Tu avais été en Palestine et tu nous interpellais encore récemment sur la paix à Gaza! D'ailleurs cette année tu as été de toutes les mobilisations marquantes: l'opposition à la méga bassine de La Clusaz, le printemps maraichin à Sainte Soline, les marches pour la défense de notre système de retraites, contre le Ly on Turin ou encore en t'investissant dans le groupe local pour la sécurité sociale de l'alimentation…
Et comme la Conf' ne te suffisait pas au moment de ta retraite tu t'es investi, à Solidarité Paysans et beaucoup au Comite d'action juridique, convaincu que le droit permet la défense des paysans. Avec toute ta connaissance du monde paysan, de son fonctionnement, de ses faiblesses et ses atouts, avec ton sens aigu de l'analyse, en t'appuyant sur le droit, tu apportais conseil aux demandeurs, et n'hésitais pas à pratiquer une médiation quand elle était possible.
On peut dire sans mentir que tu étais de tous les combats pour une société plus juste et pour une agriculture qui respecte les Hommes et la nature !!
Et il faut bien dire que tu nous impressionnais comme militant hyperactif et surtout hypercompétent!! On se sentait parfois légers à côté de ton expérience venue de 50 ans de militantisme assidu, depuis tes premiers engagements dans des groupes révolutionnaires au cours des années 70.
C'est presque toujours vers toi que l'on se tournait dans les situations délicates, pour répondre aux interviews les plus périlleuses, comme dernièrement avec la brucellose. Tu savais faire face avec brio, comprenais les enjeux et les synthétisais avec une efficacité qui nous impressionnait.

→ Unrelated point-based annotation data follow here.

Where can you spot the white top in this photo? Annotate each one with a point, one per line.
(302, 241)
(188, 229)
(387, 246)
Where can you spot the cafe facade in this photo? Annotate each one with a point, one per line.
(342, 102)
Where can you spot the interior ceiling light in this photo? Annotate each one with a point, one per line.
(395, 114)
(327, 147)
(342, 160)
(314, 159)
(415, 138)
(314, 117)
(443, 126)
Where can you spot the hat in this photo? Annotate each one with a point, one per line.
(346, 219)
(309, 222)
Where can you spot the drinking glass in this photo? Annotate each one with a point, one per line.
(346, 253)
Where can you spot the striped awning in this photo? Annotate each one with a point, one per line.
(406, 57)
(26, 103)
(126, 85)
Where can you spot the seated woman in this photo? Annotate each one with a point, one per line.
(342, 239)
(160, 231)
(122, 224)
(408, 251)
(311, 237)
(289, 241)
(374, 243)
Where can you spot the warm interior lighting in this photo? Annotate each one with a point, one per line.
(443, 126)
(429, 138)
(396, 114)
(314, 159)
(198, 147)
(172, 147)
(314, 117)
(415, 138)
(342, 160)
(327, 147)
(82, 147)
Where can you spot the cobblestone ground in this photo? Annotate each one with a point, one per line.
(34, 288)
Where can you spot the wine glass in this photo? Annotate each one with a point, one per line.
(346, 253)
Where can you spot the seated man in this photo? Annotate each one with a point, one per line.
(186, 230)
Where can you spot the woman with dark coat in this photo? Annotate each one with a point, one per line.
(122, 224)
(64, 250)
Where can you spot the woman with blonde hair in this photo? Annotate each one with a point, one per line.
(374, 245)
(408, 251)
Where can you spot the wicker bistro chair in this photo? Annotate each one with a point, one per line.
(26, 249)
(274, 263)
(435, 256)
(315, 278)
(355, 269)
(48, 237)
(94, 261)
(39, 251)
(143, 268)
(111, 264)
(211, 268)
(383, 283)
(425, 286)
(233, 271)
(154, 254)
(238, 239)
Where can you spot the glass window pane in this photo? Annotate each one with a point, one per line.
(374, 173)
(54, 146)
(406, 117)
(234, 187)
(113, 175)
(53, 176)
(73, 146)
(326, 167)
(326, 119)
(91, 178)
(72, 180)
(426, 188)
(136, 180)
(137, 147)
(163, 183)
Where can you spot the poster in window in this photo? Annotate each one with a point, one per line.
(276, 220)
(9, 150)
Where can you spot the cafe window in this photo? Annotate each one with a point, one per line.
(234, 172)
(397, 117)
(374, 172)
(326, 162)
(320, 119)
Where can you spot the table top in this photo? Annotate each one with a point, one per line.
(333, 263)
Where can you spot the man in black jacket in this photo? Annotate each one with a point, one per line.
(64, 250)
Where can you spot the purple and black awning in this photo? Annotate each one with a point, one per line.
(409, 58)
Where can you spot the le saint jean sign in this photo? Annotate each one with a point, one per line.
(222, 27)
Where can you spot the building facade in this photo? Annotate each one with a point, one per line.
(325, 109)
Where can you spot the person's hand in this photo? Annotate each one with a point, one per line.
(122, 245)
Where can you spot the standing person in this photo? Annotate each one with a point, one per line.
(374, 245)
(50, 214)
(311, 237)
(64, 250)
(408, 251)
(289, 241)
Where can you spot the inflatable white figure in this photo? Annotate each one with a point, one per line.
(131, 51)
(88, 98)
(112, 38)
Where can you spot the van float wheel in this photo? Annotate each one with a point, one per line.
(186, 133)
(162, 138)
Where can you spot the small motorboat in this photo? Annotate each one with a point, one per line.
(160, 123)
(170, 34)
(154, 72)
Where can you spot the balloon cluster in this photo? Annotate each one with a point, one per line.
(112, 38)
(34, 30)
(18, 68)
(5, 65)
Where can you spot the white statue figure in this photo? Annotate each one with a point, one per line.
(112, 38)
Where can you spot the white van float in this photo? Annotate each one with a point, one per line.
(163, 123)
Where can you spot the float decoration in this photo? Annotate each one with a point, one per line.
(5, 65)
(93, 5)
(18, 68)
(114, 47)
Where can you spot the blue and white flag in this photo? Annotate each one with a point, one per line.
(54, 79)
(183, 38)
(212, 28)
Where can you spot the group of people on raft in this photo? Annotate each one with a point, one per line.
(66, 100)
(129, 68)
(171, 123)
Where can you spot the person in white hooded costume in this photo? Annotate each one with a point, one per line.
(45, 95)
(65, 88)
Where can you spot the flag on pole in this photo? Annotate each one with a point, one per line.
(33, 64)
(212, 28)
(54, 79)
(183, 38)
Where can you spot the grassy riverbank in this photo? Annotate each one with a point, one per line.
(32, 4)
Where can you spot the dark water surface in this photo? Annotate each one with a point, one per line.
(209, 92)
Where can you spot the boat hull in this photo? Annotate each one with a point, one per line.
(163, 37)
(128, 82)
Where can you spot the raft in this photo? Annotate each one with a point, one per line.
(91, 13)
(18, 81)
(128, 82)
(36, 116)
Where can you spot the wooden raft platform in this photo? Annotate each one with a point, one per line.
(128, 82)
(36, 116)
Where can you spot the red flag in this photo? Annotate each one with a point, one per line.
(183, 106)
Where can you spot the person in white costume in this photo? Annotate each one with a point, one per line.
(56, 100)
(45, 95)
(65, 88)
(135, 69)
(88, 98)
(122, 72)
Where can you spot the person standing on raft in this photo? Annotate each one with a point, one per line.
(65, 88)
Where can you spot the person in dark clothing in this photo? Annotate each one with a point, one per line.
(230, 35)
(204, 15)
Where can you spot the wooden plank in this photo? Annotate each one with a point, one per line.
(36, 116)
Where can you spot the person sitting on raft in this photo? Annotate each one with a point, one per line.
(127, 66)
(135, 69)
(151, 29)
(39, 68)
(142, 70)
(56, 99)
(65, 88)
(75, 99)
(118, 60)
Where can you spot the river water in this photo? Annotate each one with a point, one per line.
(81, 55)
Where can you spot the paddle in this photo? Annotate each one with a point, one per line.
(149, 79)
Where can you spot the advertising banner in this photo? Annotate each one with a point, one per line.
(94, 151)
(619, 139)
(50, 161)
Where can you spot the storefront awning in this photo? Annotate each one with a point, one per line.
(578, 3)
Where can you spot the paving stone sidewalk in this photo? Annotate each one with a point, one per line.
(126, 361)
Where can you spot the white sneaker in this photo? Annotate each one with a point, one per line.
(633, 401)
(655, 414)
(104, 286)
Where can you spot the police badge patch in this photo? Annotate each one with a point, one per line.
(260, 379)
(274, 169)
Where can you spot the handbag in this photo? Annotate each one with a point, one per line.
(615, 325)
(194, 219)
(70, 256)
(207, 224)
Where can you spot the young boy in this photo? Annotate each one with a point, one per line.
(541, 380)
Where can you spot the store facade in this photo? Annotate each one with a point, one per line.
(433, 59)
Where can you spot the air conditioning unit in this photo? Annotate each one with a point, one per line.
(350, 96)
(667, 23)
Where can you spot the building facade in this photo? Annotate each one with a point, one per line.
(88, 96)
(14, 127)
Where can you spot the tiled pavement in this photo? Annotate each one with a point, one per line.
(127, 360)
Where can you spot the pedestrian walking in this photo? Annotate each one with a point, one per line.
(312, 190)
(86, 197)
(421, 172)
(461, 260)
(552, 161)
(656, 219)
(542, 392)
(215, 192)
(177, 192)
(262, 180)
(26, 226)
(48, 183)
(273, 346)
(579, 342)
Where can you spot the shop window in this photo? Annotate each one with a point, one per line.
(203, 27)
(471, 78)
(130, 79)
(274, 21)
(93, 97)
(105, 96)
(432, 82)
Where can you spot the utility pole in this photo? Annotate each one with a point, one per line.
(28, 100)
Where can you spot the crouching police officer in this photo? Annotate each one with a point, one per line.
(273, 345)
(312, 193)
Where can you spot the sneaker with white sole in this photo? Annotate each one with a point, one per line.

Mais malgré cette expérience jamais tu ne te moquais des idées parfois naïves venues des jeunes faisant leurs premiers pas dans le syndicalisme. Tu écoutais, nous recadrait gentiment et nous faisait partager ta longue expérience dans la bonne humeur, sans jamais oublier la pointe d'humour qui rendait ta compagnie si agréable !
Dans l'émotion des innombrables souvenirs, nous retenons de toi cette exigence dans la construction et dans l'expression de nos combats. Pas de place aux jugements infondés ou aux préjugés stériles. Tu nous poussais par ta vigilance et ta bienveillance à toujours étoffer nos arguments, à comprendre et mettre en doute les évidences. Cette rigueur et cette énergie nous ont à tous permis d'être lucides et efficaces.
Avec ton expérience, sans cesser d'objectiver ni de trouver de nouveaux angles d'attaques, tu avais le don de nous remobiliser, même sur les thématiques les plus éculées.
Nous retenons aussi ta liberté. Conscient mais critique, sensible et rieur, raisonné mais indompté, tu pouvais faire penser à cette parole de Renaud : "L'vieil anar, y s'gène pas".
Cette insoumission qui surgissait de toi sans forcément prévenir est à notre sens un des plus beau témoignage de la spontanéité et de la sincérité qu'un être humain est à même de conserver tout au long de sa vie. Un trésor brut difficile à préserver dans nos vies dé-matérialisées et si démocratiquement malmenées ...
Pour tout ça, pour toutes ces luttes menées, pour tout ce qu'elles nous ont appris, pour tout ce que tu as apporté au syndicat et à nous tes compagnons de lutte, nous te disons un grand MERCI
Merci à toi qui a mis tant d'énergie à rendre meilleur ce monde un peu trop sombre. Et même si tu laisses un grand vide, nous continuerons de prendre soin des graines de résistances que tu as inlassablement semées.